Ante un mal o un crimen siempre es más atractiva la explicación conspirativa que cualquiera otra. Así, sobre el origen del sida se ha pensado en muchas explicaciones conspirativas, algunas se han quedado en la literatura pero otras no. De ahí que, según una encuesta realizada al inicio de los años noventa, el 27% de los afroamericanos residentes en los Estados Unidos pensaba que el Gobierno norteamericano había creado la epidemia y, entre ellos, el 15% de los encuestados creía que el sida había sido inventado con el único fin de matar a los negros.
Puede pensarse que ese síndrome conspiratorio sólo nace y crece en Norteamérica, pero no es así. Los europeos compartimos idénticos mitos y es en Francia donde nacieron, antes que en ningún otro lugar, la mayoría de estas fábulas. Y nacieron en Francia porque fue allí donde existió, por primera vez, una prensa libre, tal y como la conocemos hoy. Judíos, masones, jesuitas, templarios... fueron (y son) a menudo los protagonistas, aunque hoy hayan sido sustituidos con ventaja por la CIA u otros servicios de los llamados —no sé por qué— de inteligencia.Las teorías conspirativas responden a una metodología que se puede resumir así: no son necesarias las pruebas, basta con analogías o con coincidencias bien adobadas con grandes dosis de exageración y, sobre todo, se trata de confundir secuencia y consecuencia: si un suceso ocurre a continuación de otro, el segundo ha de ser consecuencia del primero.
En toda narración conspirativa suelen aparecer elementos como documentos secretos, métodos de deducción inquisitoriales, culpables por asociación, desertores o arrepentidos que cuentan historias que nadie se molesta en contrastar, ausencia de documentación solvente.
La última historieta conspirativa a la que han tenido acceso los españoles y que aún colea es la conspiración del 11 de marzo y responde a esos mismos principios de analogías, coincidencias, exageraciones, traiciones, etc... Se trata de una trama (todavía sin desvelar, pero todo se andará) que es la que verdaderamente propició, dirigió y ordenó los atentados del 11 de marzo en Madrid en los que fueron asesinadas casi doscientas personas.

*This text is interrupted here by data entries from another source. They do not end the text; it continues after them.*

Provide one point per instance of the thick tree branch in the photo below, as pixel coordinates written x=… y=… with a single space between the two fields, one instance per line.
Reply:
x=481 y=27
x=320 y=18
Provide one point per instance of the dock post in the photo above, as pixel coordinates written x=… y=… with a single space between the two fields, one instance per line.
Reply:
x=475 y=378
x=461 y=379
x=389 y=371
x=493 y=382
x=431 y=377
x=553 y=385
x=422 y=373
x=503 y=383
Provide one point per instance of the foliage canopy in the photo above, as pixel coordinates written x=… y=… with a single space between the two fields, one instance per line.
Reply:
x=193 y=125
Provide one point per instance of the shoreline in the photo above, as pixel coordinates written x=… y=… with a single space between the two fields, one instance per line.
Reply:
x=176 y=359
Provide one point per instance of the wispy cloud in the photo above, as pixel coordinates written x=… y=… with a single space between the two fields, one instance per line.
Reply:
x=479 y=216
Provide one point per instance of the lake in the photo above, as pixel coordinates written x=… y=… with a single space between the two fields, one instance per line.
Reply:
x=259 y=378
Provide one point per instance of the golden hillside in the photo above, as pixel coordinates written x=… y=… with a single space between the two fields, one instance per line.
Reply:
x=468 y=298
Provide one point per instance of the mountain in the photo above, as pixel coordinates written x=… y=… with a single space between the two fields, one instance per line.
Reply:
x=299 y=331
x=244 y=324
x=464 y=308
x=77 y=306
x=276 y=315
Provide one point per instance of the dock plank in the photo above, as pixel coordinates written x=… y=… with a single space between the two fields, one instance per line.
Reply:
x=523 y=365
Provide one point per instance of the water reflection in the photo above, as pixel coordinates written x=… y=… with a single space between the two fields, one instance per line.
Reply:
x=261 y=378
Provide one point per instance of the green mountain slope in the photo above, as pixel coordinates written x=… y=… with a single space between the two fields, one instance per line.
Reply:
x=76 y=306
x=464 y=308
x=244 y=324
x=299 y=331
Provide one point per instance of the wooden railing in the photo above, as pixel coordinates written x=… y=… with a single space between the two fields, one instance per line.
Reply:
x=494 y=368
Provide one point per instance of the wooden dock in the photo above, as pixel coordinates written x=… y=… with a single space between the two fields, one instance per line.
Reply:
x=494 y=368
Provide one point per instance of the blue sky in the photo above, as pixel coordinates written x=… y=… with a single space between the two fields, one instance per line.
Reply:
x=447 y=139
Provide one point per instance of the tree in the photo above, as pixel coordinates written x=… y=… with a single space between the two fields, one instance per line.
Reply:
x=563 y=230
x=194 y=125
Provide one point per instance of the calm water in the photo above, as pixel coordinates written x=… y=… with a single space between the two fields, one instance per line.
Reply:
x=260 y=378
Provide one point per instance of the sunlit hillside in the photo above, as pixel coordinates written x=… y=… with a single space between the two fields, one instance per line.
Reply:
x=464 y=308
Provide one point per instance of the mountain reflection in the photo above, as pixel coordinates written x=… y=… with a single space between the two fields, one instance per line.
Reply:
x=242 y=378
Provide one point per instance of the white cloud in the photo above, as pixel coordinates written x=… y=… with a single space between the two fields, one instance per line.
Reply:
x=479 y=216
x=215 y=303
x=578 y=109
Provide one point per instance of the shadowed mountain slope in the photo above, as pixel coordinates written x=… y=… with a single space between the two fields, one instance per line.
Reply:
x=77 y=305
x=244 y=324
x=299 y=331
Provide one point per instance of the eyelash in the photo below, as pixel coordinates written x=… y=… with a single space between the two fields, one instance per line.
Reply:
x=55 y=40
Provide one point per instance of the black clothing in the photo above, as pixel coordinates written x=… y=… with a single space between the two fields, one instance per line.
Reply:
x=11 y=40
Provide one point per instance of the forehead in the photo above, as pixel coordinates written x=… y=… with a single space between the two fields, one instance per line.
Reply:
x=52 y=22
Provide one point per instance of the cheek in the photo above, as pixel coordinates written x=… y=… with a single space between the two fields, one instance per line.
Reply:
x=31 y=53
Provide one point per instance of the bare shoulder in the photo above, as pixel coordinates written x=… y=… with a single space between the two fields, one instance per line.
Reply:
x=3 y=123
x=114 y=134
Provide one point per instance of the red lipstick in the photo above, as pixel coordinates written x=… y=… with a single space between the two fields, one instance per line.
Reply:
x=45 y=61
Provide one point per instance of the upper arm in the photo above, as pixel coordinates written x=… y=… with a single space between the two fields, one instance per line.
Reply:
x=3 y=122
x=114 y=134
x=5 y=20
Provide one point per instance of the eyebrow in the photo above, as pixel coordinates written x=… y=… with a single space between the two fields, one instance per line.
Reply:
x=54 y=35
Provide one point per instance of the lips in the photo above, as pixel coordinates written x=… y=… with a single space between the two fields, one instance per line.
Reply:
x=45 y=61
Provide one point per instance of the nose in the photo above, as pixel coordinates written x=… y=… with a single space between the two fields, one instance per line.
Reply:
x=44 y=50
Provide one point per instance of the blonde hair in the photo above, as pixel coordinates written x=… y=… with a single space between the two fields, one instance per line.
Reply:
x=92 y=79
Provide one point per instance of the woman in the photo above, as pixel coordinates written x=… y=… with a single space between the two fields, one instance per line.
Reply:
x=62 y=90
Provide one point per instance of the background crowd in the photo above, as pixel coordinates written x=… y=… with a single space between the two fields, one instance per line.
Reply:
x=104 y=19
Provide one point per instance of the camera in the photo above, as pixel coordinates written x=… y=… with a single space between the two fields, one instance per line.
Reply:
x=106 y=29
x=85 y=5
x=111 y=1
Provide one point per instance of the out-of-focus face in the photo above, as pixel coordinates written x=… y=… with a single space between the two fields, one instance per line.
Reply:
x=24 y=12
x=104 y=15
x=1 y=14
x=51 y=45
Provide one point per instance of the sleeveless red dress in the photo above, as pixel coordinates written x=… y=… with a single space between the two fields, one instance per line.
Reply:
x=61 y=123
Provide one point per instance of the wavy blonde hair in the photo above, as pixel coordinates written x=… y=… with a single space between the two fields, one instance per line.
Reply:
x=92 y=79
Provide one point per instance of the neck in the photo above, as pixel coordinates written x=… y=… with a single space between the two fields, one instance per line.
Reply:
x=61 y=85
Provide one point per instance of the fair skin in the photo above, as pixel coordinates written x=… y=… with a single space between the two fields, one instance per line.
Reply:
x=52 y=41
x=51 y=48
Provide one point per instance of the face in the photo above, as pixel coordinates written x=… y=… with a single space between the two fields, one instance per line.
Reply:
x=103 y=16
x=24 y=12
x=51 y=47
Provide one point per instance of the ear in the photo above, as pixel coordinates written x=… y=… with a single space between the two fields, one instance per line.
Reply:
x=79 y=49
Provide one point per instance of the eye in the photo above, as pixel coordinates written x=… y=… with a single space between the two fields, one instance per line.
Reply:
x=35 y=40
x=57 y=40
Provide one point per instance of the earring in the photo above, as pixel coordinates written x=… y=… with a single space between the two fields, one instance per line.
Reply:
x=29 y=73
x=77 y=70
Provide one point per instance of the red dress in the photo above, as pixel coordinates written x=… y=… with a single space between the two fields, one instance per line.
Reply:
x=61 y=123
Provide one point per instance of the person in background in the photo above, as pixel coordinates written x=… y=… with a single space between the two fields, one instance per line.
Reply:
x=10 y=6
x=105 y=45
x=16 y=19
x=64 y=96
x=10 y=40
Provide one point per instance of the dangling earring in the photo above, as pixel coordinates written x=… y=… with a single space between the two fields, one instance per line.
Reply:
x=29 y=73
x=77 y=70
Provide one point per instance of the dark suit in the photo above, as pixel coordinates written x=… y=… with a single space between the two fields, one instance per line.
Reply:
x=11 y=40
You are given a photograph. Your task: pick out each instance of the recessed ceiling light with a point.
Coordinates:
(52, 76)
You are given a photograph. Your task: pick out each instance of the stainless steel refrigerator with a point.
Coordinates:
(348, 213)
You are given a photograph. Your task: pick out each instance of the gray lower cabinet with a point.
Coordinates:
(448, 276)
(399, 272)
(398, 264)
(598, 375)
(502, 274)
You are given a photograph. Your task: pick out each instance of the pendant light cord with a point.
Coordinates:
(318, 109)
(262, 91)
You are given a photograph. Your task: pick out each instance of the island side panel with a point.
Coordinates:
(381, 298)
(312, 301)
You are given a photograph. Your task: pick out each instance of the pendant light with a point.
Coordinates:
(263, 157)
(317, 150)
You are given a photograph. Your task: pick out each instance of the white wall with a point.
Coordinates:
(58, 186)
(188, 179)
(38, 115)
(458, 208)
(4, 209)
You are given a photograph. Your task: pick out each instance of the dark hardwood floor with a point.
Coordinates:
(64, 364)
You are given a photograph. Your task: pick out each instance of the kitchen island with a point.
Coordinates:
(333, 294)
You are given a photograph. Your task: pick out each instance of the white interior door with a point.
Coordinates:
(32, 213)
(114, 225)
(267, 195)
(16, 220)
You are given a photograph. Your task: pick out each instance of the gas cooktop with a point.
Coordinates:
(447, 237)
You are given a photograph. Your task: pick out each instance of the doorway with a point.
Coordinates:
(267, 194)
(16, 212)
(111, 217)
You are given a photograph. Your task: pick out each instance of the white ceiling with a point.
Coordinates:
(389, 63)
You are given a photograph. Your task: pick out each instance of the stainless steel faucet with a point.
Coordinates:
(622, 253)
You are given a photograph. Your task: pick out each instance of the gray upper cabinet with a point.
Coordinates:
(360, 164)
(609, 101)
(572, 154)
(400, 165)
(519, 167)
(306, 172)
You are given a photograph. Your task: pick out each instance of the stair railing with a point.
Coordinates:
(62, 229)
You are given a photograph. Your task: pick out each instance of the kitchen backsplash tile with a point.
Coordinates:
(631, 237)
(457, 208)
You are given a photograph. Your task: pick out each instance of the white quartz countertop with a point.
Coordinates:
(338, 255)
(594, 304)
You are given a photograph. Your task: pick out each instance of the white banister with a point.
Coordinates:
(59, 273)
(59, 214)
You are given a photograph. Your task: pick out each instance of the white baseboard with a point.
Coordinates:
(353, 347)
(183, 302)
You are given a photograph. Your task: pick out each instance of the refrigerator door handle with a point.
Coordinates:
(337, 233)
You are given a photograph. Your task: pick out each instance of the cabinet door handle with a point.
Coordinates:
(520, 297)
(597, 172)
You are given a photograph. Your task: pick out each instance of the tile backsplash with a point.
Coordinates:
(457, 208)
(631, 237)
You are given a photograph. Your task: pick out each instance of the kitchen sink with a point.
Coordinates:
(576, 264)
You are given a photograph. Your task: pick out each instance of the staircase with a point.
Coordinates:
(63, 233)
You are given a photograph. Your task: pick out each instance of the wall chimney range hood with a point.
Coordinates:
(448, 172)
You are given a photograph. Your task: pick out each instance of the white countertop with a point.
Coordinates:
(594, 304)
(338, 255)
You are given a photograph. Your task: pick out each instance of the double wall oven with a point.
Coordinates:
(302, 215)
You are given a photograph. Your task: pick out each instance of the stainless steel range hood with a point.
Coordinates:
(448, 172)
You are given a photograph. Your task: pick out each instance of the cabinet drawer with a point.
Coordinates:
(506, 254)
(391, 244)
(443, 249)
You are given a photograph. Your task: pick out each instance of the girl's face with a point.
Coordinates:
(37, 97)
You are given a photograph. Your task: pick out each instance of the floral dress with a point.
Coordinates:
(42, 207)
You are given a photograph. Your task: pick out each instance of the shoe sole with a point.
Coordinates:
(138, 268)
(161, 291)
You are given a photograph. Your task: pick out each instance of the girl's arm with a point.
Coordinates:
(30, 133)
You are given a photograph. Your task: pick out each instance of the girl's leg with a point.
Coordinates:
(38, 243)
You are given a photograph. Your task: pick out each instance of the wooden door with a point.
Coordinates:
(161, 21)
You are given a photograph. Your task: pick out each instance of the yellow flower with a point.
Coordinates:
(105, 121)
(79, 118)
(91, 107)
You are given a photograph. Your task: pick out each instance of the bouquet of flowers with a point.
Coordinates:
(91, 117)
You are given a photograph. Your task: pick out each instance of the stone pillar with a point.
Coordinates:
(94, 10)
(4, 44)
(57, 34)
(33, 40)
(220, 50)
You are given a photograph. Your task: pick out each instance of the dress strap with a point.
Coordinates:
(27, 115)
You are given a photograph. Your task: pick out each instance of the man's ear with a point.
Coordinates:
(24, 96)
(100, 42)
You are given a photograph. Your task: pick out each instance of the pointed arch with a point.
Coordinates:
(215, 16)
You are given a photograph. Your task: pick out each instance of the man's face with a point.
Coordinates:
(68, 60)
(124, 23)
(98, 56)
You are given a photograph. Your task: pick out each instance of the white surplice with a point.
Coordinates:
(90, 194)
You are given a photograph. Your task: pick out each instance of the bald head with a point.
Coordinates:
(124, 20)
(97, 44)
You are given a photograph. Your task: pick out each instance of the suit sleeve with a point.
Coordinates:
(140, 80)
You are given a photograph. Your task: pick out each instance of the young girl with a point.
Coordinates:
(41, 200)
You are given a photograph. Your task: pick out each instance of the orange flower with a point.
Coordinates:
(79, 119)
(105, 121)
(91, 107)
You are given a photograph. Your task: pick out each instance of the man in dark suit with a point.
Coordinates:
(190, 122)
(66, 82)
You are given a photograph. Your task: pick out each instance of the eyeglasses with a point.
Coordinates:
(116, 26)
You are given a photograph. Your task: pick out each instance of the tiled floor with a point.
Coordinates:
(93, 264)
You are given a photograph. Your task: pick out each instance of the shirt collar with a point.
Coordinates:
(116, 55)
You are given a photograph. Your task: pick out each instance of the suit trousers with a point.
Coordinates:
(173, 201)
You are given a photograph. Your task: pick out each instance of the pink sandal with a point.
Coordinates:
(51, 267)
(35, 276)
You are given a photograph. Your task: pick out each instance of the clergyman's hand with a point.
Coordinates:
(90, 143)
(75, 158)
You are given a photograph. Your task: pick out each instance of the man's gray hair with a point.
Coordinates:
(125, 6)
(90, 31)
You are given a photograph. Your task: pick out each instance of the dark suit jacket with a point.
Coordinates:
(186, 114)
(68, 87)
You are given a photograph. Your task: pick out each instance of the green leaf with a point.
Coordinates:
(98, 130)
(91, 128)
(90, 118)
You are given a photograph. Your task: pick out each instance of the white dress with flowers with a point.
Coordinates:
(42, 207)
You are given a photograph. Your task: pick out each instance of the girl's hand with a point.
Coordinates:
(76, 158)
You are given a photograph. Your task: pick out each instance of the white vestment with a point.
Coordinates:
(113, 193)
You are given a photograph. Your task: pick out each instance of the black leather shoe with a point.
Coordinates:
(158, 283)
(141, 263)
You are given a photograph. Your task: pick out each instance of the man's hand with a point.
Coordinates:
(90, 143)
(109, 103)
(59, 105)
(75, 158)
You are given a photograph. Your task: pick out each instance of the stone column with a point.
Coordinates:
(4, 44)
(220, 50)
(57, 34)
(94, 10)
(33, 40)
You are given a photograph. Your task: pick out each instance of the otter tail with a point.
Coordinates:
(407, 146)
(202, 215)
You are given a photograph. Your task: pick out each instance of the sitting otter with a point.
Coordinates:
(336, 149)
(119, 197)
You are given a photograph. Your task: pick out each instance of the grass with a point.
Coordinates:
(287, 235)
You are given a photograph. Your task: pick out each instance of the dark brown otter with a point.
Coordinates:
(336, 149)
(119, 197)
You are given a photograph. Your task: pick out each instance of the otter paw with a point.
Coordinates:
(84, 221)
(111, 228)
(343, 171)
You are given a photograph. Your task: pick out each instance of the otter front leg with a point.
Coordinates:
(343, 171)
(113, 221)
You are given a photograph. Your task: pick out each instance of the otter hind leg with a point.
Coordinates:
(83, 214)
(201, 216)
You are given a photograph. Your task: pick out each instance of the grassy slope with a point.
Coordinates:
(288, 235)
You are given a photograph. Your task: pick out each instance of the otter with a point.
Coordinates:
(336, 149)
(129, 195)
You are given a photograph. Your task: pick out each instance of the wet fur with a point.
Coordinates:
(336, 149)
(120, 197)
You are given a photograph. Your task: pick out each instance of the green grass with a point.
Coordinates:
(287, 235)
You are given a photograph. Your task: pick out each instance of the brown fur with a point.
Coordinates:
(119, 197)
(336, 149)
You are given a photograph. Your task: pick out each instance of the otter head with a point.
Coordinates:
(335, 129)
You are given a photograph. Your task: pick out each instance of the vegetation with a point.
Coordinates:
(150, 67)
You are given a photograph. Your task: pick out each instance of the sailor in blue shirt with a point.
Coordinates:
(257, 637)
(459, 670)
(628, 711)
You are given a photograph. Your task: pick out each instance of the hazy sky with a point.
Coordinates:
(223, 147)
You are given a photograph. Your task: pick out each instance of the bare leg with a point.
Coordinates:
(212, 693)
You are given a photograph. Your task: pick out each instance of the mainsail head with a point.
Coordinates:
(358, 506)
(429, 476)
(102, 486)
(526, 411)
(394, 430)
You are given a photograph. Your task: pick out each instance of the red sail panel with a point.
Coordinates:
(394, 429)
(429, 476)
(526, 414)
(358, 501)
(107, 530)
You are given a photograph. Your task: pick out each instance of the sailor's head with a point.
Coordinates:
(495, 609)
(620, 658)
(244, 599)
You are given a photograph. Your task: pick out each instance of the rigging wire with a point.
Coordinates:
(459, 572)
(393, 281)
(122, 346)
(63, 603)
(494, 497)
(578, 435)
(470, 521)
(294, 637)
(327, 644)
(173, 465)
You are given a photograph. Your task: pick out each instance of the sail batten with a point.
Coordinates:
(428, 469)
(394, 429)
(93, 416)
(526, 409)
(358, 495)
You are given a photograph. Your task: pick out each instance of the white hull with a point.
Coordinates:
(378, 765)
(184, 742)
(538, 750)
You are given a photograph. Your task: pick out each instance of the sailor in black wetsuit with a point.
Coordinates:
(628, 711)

No se niega que los autores materiales de los atentados fueran los fundamentalistas islámicos, muchos de los cuales se suicidaron después en Leganés, pero asegura que no estaban solos. Existe, cómo no, una conexión extranjera (del Gobierno marroquí, para más señas) y un cerebro español que movió con habilidad a los vendedores asturianos de dinamita, a policías, a guardias civiles corruptos y/o traidores... y —ahí va la gorda—también movió a ETA. De poco ha valido que esta fabulación ponga en tela de juicio las actuaciones —antes y después del atentado— de toda la Policía española y toda la instrucción judicial del sumario. No sólo hay mucha gente tan mal pensada que se cree la fábula, también se trata de avalar, aunque sea con toneladas de mentiras, las falsedades que intentó vender urbi et orbe (en Madrid y en la ONU) el Gobierno de Aznar después de los atentados y según las cuales eran los de ETA los que habían puesto las bombas en los trenes.“¿Alguien puede creerse que un atentado así pueden prepararlo cuatro moritos en Lavapiés?”, se preguntaba —muy socrático él— el diputado navarro Jaime Ignacio del Burgo. Y mientras toda esta con-fabulación se estaba montando y actuando, ¿qué hacía en el Ministerio del Interior el señor Acebes?, me pregunto yo.
En fin, qué se puede esperar de un país que estuvo regido durante casi cuarenta años por un individuo que sostuvo hasta su muerte que todos los males de España se debían a una conspiración judeo-masónica-comunista.